The occupancy charge could range from £200 to £600 depending on house sizes, according to policing publication 1919 Magazine.
Police Scotland says the charge will still be much less than the cost of maintaining the houses, which are mainly in the Highlands, islands and Argyll.
The Scottish Police Federation, which represents rank and file officers, said the special housing is needed in areas with a high cost of living and popular with tourists.
“They’ve suddenly got this extra charge to pay which they haven’t budgeted for so lots of them are saying, I can’t afford that so I’m going to have to leave,” said Caroline Macnaughton, north area secretary of the SPF.
“They’re going to end up struggling to provide police resources in these rural areas.”

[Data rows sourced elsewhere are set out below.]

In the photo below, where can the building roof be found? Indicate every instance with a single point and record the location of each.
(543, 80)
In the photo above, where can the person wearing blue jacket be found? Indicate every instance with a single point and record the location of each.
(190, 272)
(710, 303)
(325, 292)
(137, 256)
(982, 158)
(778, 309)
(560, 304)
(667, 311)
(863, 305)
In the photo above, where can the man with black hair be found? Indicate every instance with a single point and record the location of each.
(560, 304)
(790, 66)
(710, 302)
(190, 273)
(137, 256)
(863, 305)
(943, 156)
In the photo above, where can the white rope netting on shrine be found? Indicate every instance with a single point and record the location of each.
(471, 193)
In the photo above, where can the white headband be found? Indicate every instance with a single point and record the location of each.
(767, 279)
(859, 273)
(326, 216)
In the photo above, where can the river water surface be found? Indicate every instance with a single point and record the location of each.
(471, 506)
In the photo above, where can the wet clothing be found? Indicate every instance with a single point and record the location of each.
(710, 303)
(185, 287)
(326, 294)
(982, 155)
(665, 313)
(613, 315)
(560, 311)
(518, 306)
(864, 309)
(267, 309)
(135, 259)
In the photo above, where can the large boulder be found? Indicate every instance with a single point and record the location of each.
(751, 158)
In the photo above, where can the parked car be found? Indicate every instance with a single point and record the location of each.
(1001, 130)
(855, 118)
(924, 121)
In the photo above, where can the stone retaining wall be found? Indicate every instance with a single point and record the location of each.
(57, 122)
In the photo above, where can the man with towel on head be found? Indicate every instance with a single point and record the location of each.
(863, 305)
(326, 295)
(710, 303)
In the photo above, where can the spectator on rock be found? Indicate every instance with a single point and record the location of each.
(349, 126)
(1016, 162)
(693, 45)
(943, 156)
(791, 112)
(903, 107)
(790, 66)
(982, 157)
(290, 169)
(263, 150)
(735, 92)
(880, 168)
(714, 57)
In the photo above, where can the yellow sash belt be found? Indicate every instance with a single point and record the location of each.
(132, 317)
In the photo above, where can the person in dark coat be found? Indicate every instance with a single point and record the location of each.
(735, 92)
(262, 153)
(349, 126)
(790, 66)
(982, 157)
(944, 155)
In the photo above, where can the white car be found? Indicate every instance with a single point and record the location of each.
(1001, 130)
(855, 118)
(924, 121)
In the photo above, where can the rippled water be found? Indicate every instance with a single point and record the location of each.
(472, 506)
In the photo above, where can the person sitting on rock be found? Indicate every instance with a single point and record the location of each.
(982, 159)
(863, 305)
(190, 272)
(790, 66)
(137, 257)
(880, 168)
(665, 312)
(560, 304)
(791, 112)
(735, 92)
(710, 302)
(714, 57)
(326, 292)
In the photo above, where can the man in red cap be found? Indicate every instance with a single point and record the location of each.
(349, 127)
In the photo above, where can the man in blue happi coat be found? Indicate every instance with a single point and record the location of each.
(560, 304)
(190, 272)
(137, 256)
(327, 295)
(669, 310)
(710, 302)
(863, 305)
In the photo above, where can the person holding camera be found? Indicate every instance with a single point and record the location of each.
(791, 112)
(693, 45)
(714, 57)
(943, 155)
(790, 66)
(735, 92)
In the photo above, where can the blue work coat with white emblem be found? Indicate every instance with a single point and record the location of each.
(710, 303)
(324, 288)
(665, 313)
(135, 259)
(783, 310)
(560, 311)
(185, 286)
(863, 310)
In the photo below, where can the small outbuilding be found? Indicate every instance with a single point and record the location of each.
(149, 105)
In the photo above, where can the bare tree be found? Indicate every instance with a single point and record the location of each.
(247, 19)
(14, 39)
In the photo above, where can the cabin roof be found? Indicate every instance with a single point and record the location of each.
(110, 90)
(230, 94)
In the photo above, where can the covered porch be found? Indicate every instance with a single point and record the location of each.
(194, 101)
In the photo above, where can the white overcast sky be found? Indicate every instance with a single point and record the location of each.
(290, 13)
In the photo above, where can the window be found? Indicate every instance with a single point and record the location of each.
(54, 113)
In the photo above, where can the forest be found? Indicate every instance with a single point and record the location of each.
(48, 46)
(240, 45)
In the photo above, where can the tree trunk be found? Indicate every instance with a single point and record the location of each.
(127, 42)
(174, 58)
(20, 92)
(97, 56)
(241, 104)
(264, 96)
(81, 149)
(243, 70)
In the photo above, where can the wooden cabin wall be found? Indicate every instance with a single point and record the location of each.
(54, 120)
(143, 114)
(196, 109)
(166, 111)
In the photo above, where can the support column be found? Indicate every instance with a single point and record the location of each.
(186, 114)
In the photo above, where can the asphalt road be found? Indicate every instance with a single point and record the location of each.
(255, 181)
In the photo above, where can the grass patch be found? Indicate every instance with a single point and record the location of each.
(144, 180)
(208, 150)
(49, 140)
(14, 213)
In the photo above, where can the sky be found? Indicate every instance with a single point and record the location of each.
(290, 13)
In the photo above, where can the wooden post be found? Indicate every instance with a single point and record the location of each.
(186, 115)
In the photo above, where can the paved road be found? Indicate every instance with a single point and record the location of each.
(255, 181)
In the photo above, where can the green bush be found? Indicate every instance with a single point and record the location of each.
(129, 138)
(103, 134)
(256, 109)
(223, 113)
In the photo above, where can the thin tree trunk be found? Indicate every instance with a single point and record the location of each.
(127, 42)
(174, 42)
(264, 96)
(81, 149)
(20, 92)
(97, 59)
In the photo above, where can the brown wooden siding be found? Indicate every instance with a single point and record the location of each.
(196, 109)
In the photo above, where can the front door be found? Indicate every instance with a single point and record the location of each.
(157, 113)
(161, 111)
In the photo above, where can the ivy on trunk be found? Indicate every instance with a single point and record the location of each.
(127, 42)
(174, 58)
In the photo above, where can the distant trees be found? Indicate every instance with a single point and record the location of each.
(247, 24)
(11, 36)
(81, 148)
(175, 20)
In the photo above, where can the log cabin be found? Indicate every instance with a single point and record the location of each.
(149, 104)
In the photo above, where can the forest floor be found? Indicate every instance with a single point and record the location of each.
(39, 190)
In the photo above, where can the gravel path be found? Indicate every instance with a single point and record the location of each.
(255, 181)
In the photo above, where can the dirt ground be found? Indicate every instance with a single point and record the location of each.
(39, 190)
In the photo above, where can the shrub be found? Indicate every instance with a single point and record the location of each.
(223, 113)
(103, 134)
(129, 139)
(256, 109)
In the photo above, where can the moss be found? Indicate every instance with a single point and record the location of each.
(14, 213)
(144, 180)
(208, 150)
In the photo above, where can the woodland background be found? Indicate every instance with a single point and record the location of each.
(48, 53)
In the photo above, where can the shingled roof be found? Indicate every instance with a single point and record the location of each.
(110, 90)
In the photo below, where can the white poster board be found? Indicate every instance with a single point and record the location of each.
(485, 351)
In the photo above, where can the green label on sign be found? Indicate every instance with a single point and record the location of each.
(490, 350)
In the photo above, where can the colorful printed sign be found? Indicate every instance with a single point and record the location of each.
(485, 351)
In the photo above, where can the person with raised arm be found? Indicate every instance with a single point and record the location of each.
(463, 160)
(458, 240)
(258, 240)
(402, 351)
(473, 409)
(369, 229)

‘Half would consider moving’
The SPF had earlier surveyed staff who live in police housing.
The result suggests 38% would try to transfer if a charge was imposed. Half would at least consider moving.
Ms Macnaughton added: “Some of them in really remote areas live in houses attached to the police station, so day and night people knock on the door of the house, whether the officer’s in pyjamas or whatever because they know it’s the police station and they know the officer lives attached to it.”
Police Scotland has to meet a multimillion-pounds historic tax liability on its housing by April 1.
A significant refurbishment programme is under way to improve existing housing stock.
– Police Scotland.
The new charge will not be imposed on housing which is not up to standard – a separate problem he SPF says is making life hard for officers.
An estimated charge will be based on social housing rents. Three months notice will be given before the charge is imposed.
A Police Scotland spokesperson said: “Police Scotland maintains a large volume of police housing and it is vital that the provision of this accommodation is sustainable and makes the best use of resources. A significant refurbishment programme is underway to improve existing housing stock and ensure it is sustainable.
“Police housing occupancy charges will be competitive compared to the private rental or mortgage market and Police Scotland will not make a profit by collecting an occupancy charge. We are continuing to proactively engage with officers on this.”